The general store©Copyright: Jeri Danyleyko
Ballycroy, located in Simcoe County, had its beginnings in 1826, with the construction of a chopping mill. The operation was later expanded to include a sawmill, shingle factory, and possibly a flour mill.
By the 1870s Ballycroy was a booming community that boasted a population of around 200. Besides the mills, it included two general stores, a law office, millinery shop, blacksmith shop, four tavern/hotels and a liquor store. It was the hotels and liquor store that led to Ballycroy's infamous reputation for the legendary alcholic brawls that reportedly lasted for days.
On a brighter note, Peter Small's hotel was renowned for its excellent food and fine liquor. Small's hotel thrived until the spring of 1875, when it burned to the ground. Tragically three young women lost their lives in the inferno. Following whispers of arson and insurance fraud, Small was more or less run out of town. The loss of hotel, along with Small's other business ventures, later proved to be a grave financial setback to the entire community.
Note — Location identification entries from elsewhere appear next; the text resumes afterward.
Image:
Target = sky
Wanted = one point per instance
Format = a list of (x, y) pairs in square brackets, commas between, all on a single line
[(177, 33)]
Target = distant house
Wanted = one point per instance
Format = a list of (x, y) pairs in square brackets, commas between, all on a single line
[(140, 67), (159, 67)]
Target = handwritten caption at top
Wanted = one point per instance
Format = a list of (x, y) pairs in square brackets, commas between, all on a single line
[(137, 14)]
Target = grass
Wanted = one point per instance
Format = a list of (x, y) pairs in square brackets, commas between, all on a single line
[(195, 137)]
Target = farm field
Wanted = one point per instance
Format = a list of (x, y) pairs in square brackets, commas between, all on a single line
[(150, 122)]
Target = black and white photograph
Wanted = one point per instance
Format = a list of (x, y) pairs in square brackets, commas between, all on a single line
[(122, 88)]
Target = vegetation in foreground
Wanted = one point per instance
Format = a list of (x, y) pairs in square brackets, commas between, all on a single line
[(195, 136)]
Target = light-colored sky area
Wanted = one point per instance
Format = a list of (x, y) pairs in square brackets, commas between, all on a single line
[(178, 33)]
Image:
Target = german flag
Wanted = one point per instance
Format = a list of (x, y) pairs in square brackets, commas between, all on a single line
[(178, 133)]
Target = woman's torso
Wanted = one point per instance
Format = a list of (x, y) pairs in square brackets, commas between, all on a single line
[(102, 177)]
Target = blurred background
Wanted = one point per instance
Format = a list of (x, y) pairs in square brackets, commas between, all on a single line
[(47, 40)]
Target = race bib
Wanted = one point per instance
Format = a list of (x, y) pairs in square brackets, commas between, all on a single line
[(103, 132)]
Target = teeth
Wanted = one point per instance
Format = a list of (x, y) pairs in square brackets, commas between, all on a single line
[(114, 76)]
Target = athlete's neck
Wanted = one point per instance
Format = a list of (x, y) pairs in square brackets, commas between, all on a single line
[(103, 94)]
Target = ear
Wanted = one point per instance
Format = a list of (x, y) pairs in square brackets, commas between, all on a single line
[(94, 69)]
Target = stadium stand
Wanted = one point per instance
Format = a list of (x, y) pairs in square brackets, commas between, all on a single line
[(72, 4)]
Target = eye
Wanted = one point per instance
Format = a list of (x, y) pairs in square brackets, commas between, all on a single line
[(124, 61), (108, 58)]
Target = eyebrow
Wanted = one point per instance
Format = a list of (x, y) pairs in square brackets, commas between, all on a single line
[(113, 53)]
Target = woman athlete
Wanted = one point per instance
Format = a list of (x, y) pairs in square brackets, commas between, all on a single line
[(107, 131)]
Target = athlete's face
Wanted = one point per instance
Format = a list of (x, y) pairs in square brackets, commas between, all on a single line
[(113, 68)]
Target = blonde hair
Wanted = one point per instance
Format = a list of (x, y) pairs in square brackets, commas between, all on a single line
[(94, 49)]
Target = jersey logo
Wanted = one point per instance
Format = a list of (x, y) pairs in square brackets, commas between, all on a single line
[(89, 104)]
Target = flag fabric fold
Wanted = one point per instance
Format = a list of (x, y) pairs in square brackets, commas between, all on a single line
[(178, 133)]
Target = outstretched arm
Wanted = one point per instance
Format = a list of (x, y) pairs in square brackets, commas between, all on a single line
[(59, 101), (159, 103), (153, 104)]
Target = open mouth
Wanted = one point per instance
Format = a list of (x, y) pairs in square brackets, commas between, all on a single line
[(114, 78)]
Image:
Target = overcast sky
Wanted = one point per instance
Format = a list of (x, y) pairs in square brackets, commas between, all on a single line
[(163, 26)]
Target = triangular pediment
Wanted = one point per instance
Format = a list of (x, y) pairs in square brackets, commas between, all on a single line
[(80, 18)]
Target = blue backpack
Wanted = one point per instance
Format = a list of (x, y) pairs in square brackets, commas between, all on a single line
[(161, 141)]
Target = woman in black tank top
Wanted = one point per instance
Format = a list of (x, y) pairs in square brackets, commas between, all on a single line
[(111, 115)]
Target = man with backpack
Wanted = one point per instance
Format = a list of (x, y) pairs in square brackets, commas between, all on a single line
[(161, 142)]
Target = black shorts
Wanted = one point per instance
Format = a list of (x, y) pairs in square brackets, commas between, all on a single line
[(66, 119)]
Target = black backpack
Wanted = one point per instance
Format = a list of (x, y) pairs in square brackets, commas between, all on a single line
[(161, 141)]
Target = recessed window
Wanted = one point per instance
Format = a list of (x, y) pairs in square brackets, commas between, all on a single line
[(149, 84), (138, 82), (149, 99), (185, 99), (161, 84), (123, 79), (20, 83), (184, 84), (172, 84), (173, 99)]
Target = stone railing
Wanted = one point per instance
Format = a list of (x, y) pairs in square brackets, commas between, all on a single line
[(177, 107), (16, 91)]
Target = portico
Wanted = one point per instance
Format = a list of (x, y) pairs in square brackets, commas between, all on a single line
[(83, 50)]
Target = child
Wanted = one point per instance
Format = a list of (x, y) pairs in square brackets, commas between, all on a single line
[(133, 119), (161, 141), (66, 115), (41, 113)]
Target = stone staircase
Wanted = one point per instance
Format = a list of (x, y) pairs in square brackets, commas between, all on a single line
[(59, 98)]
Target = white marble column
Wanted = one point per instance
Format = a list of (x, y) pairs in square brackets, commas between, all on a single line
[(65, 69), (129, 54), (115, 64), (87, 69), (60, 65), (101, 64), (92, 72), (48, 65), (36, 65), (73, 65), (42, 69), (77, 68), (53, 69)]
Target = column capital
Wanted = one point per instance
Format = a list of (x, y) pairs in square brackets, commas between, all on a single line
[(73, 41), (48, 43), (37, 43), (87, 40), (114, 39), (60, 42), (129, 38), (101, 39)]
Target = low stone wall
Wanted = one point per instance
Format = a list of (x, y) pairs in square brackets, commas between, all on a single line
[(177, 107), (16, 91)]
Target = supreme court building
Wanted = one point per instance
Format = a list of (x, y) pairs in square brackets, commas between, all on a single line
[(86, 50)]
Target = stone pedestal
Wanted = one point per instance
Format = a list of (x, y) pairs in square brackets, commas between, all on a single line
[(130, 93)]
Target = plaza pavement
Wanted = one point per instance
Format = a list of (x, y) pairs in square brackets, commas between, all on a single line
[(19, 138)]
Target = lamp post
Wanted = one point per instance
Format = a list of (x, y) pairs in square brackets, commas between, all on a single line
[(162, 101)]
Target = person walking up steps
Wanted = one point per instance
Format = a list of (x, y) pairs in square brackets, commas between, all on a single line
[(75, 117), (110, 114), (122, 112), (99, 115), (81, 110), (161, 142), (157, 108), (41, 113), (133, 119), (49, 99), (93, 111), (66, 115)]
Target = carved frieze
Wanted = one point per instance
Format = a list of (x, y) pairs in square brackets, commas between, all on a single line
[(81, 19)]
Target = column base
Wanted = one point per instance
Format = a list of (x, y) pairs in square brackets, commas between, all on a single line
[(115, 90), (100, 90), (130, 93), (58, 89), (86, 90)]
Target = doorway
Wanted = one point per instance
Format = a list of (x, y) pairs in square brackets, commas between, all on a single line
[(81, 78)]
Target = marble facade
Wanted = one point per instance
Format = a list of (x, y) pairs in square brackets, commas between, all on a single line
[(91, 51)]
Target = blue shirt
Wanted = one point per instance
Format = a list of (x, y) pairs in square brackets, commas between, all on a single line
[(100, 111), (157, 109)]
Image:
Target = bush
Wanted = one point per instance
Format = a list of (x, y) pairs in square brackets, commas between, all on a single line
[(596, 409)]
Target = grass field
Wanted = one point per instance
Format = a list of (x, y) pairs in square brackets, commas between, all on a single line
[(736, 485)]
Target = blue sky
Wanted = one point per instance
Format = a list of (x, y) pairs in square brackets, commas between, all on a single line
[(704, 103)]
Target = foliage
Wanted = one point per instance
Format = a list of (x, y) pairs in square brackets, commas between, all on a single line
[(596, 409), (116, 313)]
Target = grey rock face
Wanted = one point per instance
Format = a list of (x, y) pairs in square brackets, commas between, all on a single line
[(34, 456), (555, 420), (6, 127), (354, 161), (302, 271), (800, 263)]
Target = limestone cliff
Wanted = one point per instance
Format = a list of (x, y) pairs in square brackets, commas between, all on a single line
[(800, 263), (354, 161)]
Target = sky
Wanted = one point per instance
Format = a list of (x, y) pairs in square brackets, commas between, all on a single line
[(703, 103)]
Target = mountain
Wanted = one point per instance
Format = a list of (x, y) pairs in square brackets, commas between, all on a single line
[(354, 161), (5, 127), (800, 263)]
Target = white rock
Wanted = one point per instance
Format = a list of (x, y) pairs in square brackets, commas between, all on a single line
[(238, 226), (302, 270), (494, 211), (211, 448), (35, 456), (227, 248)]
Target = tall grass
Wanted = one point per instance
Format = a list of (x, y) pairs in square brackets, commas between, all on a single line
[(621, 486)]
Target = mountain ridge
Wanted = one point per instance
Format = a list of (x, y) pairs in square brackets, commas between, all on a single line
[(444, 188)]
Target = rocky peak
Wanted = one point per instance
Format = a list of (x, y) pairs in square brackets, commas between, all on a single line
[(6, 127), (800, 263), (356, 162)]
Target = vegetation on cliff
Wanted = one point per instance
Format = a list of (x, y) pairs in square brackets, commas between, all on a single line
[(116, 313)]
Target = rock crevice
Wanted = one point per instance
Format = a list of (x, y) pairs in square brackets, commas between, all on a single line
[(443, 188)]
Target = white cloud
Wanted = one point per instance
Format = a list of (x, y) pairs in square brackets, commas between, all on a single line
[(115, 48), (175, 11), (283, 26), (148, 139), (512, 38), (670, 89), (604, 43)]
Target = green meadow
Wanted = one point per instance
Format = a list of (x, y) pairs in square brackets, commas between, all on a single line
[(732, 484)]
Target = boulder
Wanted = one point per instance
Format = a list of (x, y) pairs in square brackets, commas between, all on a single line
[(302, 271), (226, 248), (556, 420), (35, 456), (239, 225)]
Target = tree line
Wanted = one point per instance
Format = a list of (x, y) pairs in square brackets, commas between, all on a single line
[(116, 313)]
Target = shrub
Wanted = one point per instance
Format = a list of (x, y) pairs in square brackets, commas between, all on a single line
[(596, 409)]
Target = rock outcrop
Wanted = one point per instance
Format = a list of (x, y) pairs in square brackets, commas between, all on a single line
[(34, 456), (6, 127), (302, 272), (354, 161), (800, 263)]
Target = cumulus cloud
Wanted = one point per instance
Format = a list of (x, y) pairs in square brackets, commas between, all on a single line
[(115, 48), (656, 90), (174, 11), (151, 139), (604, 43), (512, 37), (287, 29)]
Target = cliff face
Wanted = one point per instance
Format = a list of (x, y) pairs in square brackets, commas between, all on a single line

Ballycroy suffered another major blow when it was bypassed by the railway in favour of nearby Palgrave. Many businesses relocated to be closer to the railway. Road realignments in later years bypassed Ballycroy completely.
Today Ballycroy has been reduced to a quite backwater. Many of the original homes still stand, along with the general store and post office. Ballycroy's current residents have taken an active role in documenting their community's history by excavating numerous foundations in an attempt to remap the original town site.